PREGNANCY/LACTATION: Consider the benefits and risks of Inrebic for the mother and possible risks to the fetus when prescribing Inrebic to a pregnant woman. Due to the potential for serious adverse reactions in a breastfed child, advise patients not to breastfeed during treatment with Inrebic, and for at least 1 month after the last dose.
RENAL IMPAIRMENT: Reduce Inrebic dose when administered to patients with severe renal impairment. No modification of the starting dose is recommended for patients with mild to moderate renal impairment. Due to potential increase of exposure, patients with preexisting moderate renal impairment require more intensive safety monitoring, and if necessary, dose modifications based on adverse reactions.

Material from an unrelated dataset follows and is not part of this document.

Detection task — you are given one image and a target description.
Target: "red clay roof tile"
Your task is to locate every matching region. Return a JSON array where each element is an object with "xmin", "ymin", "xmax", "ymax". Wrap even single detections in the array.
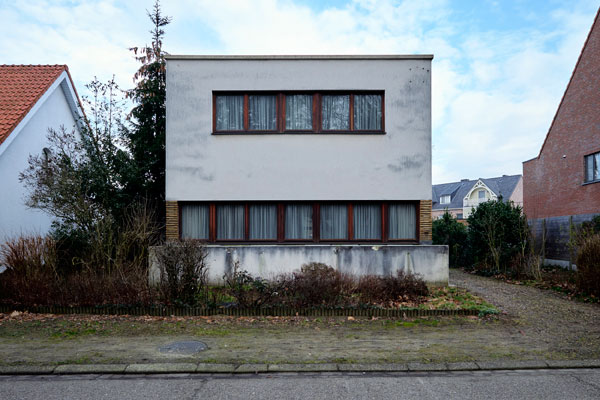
[{"xmin": 0, "ymin": 65, "xmax": 68, "ymax": 144}]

HEPATIC IMPAIRMENT: Avoid use of Inrebic in patients with severe hepatic impairment.
Please see full Prescribing Information, including Boxed WARNING.
About Celgene
Celgene Corporation, headquartered in Summit, New Jersey, is an integrated global biopharmaceutical company engaged primarily in the discovery, development and commercialization of innovative therapies for the treatment of cancer and inflammatory diseases through next-generation solutions in protein homeostasis, immuno-oncology, epigenetics, immunology and neuro-inflammation. For more information, please visit www.celgene.com. Follow Celgene on Social Media: @Celgene, Pinterest, LinkedIn, Facebook and YouTube.

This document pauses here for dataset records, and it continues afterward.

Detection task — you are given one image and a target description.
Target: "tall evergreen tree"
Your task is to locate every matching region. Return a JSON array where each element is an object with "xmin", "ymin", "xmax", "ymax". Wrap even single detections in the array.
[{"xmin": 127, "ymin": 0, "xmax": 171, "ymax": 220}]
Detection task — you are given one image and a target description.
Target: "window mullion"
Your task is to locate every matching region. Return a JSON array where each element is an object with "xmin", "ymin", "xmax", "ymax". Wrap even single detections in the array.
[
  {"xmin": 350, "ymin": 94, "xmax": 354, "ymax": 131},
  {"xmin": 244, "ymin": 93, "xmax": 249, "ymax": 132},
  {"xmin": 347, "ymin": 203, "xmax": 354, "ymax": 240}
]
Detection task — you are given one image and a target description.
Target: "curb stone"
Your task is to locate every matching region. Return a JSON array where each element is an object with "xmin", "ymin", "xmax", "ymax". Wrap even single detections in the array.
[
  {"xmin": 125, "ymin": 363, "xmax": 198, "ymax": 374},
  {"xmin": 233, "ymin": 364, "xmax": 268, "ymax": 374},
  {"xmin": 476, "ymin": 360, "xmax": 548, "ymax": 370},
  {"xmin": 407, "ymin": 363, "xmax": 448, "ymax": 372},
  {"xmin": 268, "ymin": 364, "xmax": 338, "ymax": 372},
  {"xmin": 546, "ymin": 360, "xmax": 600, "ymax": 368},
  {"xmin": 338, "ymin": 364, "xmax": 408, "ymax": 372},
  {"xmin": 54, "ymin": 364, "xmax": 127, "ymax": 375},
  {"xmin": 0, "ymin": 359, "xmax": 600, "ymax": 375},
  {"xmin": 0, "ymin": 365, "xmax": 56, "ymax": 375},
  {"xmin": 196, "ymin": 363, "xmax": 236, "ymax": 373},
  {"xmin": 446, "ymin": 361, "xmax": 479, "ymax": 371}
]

Forward-Looking Statements
1. This press release contains forward-looking statements, which are generally statements that are not historical facts. Forward-looking statements can be identified by the words "expects," "anticipates," "believes," "intends," "estimates," "plans," "will," "outlook" and similar expressions. Forward-looking statements are based on management's current plans, estimates, assumptions and projections, and speak only as of the date they are made. We undertake no obligation to update any forward-looking statement in light of new information or future events, except as otherwise required by law. Forward-looking statements involve inherent risks and uncertainties, most of which are difficult to predict and are generally beyond our control. Actual results or outcomes may differ materially from those implied by the forward-looking statements as a result of the impact of a number of factors, many of which are discussed in more detail in our Annual Report on Form 10-K and our other reports filed with the U.S. Securities and Exchange Commission, including factors related to the proposed transaction between Bristol-Myers Squibb and Celgene, such as, but not limited to, the risks that: management’s time and attention is diverted on transaction related issues; disruption from the transaction make it more difficult to maintain business, contractual and operational relationships; legal proceedings are instituted against Bristol-Myers Squibb, Celgene or the combined company that could delay or prevent the proposed transaction; and Bristol-Myers Squibb, Celgene or the combined company is unable to retain key personnel.